Our journey took us first to the Trans Kalahari highway, heading towards Etosha Pans, where we were fortunate enough to see lions and a black rhino. Our next stop was Hobatere, a rustic and magnificent campsite. This magic part of our journey continued through Ruacanna, Hippo Pools, Kunene River Lodge, white-riverrafting, and then onto Epupa Falls.
Two small problems
Until then, our LC80 had served us well; the only problem had been that our fridge seemed to work intermittently, and our beers were not ice-cold. It was just after completing the infamous Van Zyl’s Pass that our first signs of trouble appeared. We noticed that brake fluid was leaking from the back left wheel. Although the brake pressure seemed fine, we continued, carefully, to the community camp.
A stitch in time
The community camps in the Marienfluss Valley are run by the Himba people. This is a fantastic way of involving the community in tourism, and campers can make use of private bathrooms and showers run by solar power. We’d decided that we would spend Christmas there and take two relaxing days overlooking the river; although I started my time “off” by doing some running repairs: disconnecting the brake line at the split above the rear diff, and inserting an old end-piece of sealed brake line.
Now we were up and running on three brakes and the leak problem was solved… right? The wind was so strong on both days that we eventually decided to make use of our trusty Cruiser as a windbreaker. When we’d had enough, we left (early in the morning) to make good time to reach Orupembe and enter the riverbed heading towards Puros − the part of our trip we’d been waiting for. Not many people take this route through the valley; we looked forward to sighting desert lions and elephants and being in the middle of nowhere.
A roller in the hand is worth nothing much
Our next sign of trouble was a faint grinding sound that seemed to be coming from the passengerside rear wheel, and which very quickly got louder. We stopped immediately − from the white smoke it was obvious the drum was overheating. We decided that brake fluid must have covered the pads and internal mechanics in the drum, and the dust inside was causing the pads to bind.

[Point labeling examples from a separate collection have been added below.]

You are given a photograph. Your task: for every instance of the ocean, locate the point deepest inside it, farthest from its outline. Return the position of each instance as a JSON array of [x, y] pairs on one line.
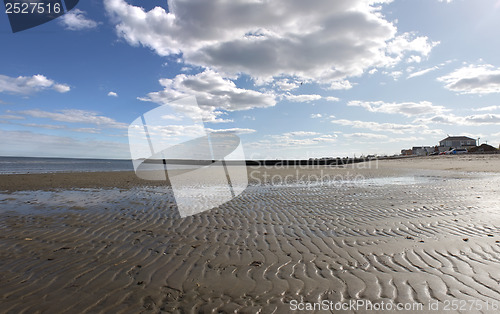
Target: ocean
[[20, 165]]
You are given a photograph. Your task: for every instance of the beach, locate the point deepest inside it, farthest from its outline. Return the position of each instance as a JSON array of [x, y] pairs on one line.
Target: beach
[[418, 233]]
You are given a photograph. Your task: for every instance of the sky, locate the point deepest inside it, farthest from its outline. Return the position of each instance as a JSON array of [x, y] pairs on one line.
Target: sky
[[293, 78]]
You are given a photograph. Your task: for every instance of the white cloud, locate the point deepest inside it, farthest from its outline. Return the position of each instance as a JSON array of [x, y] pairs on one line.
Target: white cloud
[[11, 117], [322, 41], [409, 42], [331, 98], [212, 92], [407, 108], [388, 127], [473, 79], [367, 136], [416, 59], [233, 130], [300, 133], [29, 84], [295, 139], [422, 72], [76, 20], [171, 117], [286, 85], [489, 108], [302, 98], [26, 143], [74, 116]]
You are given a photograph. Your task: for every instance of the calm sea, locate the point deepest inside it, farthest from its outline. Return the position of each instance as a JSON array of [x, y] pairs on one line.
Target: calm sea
[[9, 165]]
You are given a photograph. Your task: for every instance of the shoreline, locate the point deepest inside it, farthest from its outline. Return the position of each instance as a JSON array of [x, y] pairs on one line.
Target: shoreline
[[260, 174], [126, 249]]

The drum had to come off; I thought that if we removed all the internal mechanics and pads, we could eliminate the binding problem and be on our way. Obviously not an ideal situation, but we still believed that our bearing was intact, and that we could either make it out of the sandy valley and onto Marble Camp 30 km ahead of us, or, turn back to the community camp. What we could not do, was stay there.We pushed on, having faith that with the wheel now rolling freely, it would keep doing so long enough to get us out of the Marienfluss if we kept to a very slow pace. But, no such luck; about 15 km later the tainted wheel began making a very loud grinding noise.